Oleh karena itu, lanjut Musdah, tidak mengherankan bila kini kelompok radikal teroris lebih senang merekrut kaum perempuan, termasuk dengan modus pernikahan.
Untuk itu, kata Musdah, penting untuk memberikan sosialisasi antiradikalisme dan juga pendidikan literasi kepada kaum perempuan sekaligus melibatkan mereka dalam gerakan membangun perdamaian dan menyampaikan pesan damai di dunia nyata dan maya.
"Kalau kaum perempuan itu bisa direkrut untuk jadi aktor teroris maka seharusnya perempuan lebih bisa untuk direkrut menjadi aktor dalam membawa pesan damai," ujar Ketua Umum Yayasan Indonesian Conference on Religion and Peace (ICRP) itu.
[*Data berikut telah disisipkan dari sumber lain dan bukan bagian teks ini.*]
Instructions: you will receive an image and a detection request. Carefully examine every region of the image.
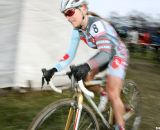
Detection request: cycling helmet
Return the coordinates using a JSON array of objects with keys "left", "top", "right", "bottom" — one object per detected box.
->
[{"left": 60, "top": 0, "right": 88, "bottom": 12}]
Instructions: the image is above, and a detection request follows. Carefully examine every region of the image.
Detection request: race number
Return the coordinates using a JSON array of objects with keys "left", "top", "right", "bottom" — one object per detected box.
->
[
  {"left": 92, "top": 24, "right": 98, "bottom": 33},
  {"left": 90, "top": 21, "right": 105, "bottom": 37}
]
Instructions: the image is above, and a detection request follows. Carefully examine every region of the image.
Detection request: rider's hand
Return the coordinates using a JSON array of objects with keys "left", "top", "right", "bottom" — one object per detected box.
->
[
  {"left": 72, "top": 63, "right": 90, "bottom": 81},
  {"left": 43, "top": 68, "right": 57, "bottom": 83}
]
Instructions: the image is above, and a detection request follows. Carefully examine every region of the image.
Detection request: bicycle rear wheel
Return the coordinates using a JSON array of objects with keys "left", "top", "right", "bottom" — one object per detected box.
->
[
  {"left": 122, "top": 80, "right": 142, "bottom": 130},
  {"left": 28, "top": 98, "right": 99, "bottom": 130}
]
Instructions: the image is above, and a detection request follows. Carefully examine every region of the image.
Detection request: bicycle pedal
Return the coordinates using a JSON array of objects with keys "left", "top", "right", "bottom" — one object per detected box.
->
[{"left": 125, "top": 105, "right": 134, "bottom": 112}]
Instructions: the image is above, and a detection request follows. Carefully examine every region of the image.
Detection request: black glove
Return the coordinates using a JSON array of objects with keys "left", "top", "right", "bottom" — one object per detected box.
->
[
  {"left": 42, "top": 68, "right": 57, "bottom": 83},
  {"left": 72, "top": 63, "right": 90, "bottom": 81}
]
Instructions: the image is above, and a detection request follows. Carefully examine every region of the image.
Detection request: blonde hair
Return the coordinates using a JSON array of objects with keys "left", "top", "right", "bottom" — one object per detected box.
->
[{"left": 87, "top": 11, "right": 111, "bottom": 23}]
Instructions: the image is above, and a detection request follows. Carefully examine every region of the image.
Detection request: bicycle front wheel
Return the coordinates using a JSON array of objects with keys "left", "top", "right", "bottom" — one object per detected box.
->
[
  {"left": 122, "top": 80, "right": 142, "bottom": 130},
  {"left": 28, "top": 98, "right": 99, "bottom": 130}
]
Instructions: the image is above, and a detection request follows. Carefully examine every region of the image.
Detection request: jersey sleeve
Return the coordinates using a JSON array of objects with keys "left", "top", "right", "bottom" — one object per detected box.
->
[
  {"left": 54, "top": 29, "right": 80, "bottom": 71},
  {"left": 88, "top": 21, "right": 119, "bottom": 71}
]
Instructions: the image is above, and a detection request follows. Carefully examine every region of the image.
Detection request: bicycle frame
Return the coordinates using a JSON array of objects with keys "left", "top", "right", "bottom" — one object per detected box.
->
[{"left": 49, "top": 72, "right": 111, "bottom": 130}]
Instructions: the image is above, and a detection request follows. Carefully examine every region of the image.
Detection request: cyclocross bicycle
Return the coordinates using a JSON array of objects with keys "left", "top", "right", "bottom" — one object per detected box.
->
[{"left": 28, "top": 66, "right": 141, "bottom": 130}]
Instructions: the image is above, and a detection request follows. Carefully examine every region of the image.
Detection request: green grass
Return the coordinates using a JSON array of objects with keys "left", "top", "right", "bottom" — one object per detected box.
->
[
  {"left": 0, "top": 91, "right": 63, "bottom": 130},
  {"left": 0, "top": 54, "right": 160, "bottom": 130},
  {"left": 127, "top": 55, "right": 160, "bottom": 130}
]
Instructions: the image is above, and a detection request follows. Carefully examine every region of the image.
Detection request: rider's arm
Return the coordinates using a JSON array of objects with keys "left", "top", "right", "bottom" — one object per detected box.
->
[
  {"left": 87, "top": 21, "right": 119, "bottom": 71},
  {"left": 54, "top": 29, "right": 80, "bottom": 71}
]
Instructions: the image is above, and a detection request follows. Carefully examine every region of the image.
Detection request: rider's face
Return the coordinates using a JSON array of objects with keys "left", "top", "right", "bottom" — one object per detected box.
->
[{"left": 63, "top": 7, "right": 85, "bottom": 28}]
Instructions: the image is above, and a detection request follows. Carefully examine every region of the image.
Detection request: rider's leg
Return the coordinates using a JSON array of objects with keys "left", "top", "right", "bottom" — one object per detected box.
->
[{"left": 106, "top": 75, "right": 125, "bottom": 127}]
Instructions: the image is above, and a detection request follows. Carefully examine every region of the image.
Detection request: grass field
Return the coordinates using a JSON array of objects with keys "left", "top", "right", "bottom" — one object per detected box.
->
[{"left": 0, "top": 53, "right": 160, "bottom": 130}]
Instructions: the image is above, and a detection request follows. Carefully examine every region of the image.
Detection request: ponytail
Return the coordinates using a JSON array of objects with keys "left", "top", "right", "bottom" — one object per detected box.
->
[{"left": 87, "top": 11, "right": 111, "bottom": 23}]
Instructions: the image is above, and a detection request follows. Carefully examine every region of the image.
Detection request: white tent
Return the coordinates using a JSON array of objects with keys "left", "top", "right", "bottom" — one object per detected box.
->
[
  {"left": 0, "top": 0, "right": 22, "bottom": 87},
  {"left": 0, "top": 0, "right": 97, "bottom": 88}
]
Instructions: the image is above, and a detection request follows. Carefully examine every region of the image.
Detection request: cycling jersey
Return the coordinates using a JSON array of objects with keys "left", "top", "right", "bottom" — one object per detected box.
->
[{"left": 54, "top": 16, "right": 128, "bottom": 79}]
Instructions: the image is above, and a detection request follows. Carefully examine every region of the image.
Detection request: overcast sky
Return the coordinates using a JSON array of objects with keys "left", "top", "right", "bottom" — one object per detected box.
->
[{"left": 88, "top": 0, "right": 160, "bottom": 18}]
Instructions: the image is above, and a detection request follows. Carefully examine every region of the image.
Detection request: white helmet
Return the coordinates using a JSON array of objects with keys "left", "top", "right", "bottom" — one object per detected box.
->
[{"left": 60, "top": 0, "right": 88, "bottom": 12}]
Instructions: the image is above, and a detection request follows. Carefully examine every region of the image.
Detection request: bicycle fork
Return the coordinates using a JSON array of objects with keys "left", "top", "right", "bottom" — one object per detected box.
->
[{"left": 65, "top": 93, "right": 83, "bottom": 130}]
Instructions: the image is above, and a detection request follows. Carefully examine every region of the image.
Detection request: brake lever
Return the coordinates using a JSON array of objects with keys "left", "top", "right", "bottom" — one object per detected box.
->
[
  {"left": 41, "top": 68, "right": 47, "bottom": 89},
  {"left": 42, "top": 76, "right": 45, "bottom": 86}
]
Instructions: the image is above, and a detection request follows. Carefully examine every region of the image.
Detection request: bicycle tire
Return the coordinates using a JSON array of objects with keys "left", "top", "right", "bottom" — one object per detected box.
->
[
  {"left": 122, "top": 80, "right": 142, "bottom": 130},
  {"left": 28, "top": 98, "right": 99, "bottom": 130}
]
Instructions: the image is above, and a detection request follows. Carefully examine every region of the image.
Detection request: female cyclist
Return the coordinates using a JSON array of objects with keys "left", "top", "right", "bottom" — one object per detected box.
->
[{"left": 43, "top": 0, "right": 128, "bottom": 130}]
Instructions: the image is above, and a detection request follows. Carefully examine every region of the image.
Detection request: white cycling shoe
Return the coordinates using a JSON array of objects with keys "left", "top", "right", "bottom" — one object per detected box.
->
[
  {"left": 98, "top": 94, "right": 108, "bottom": 112},
  {"left": 113, "top": 125, "right": 125, "bottom": 130}
]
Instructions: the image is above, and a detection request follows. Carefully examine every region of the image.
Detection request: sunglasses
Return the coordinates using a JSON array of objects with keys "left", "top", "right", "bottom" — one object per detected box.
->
[{"left": 64, "top": 8, "right": 76, "bottom": 17}]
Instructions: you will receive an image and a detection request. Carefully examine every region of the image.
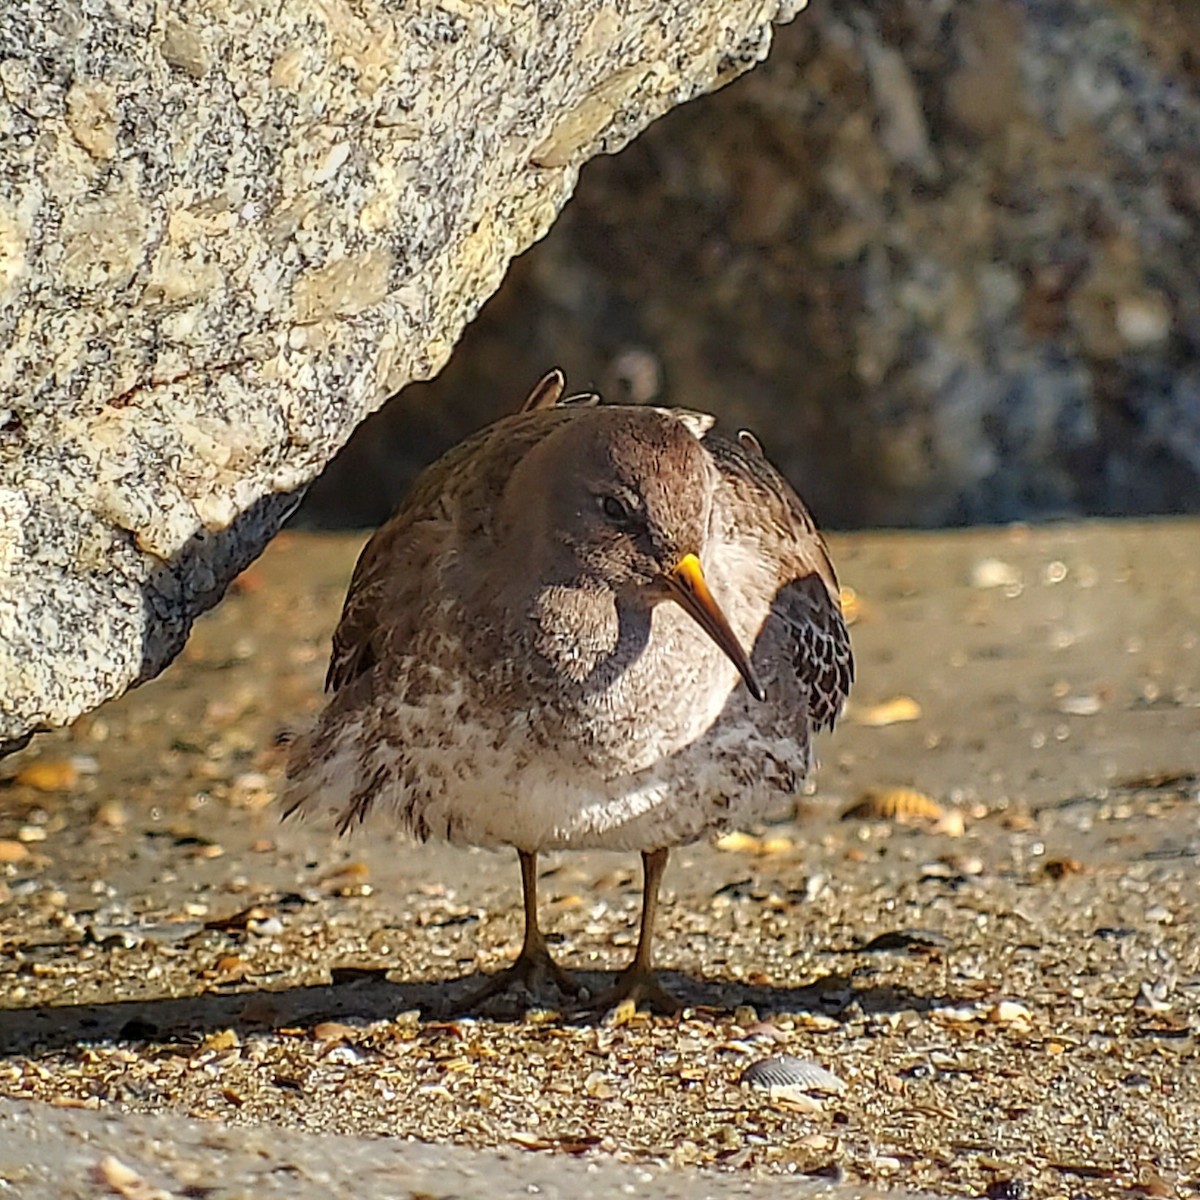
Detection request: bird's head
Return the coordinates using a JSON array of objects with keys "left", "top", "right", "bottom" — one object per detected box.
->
[{"left": 497, "top": 407, "right": 764, "bottom": 700}]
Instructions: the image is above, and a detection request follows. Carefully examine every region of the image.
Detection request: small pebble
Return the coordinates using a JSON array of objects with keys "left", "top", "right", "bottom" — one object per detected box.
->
[
  {"left": 989, "top": 1000, "right": 1033, "bottom": 1024},
  {"left": 985, "top": 1179, "right": 1027, "bottom": 1200},
  {"left": 971, "top": 558, "right": 1020, "bottom": 589},
  {"left": 14, "top": 759, "right": 80, "bottom": 792}
]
Musdah mengajak kepada kaum perempuan untuk selalu siaga dan mau berbicara dalam segala hal serta tidak menganggap intoleransi dan pelanggaran hukum sekecil apa pun sebagai hal yang biasa dan sepele.
Kaum perempuan harus bisa menjadi agen penebar perdamaian baik untuk diri sendiri maupun bagi lingkungan keluarga, masyarakat dan bangsa, kata Guru Besar Pemikiran Politik Islam UIN Syarif Hidayatullah Jakarta ini.
"Hal ini agar kaum perempuan terbentengi dari penyebaran hoaks maupun penyebaran paham radikalisme dan terorisme," ujar Musdah.
Dikatakannya, selama ini ICRP sudah banyak melakukan kegiatan yang melibatkan kaum perempuan karena salah satu tugas ICRP adalah menjadikan agama sebagai sumber perdamaian.
"Apalagi jika berbicara soal agama, semua penganut agama dari berbagai kepercayaan ikut dilibatkan oleh ICRP termasuk kaum perempuan," kata Musdah.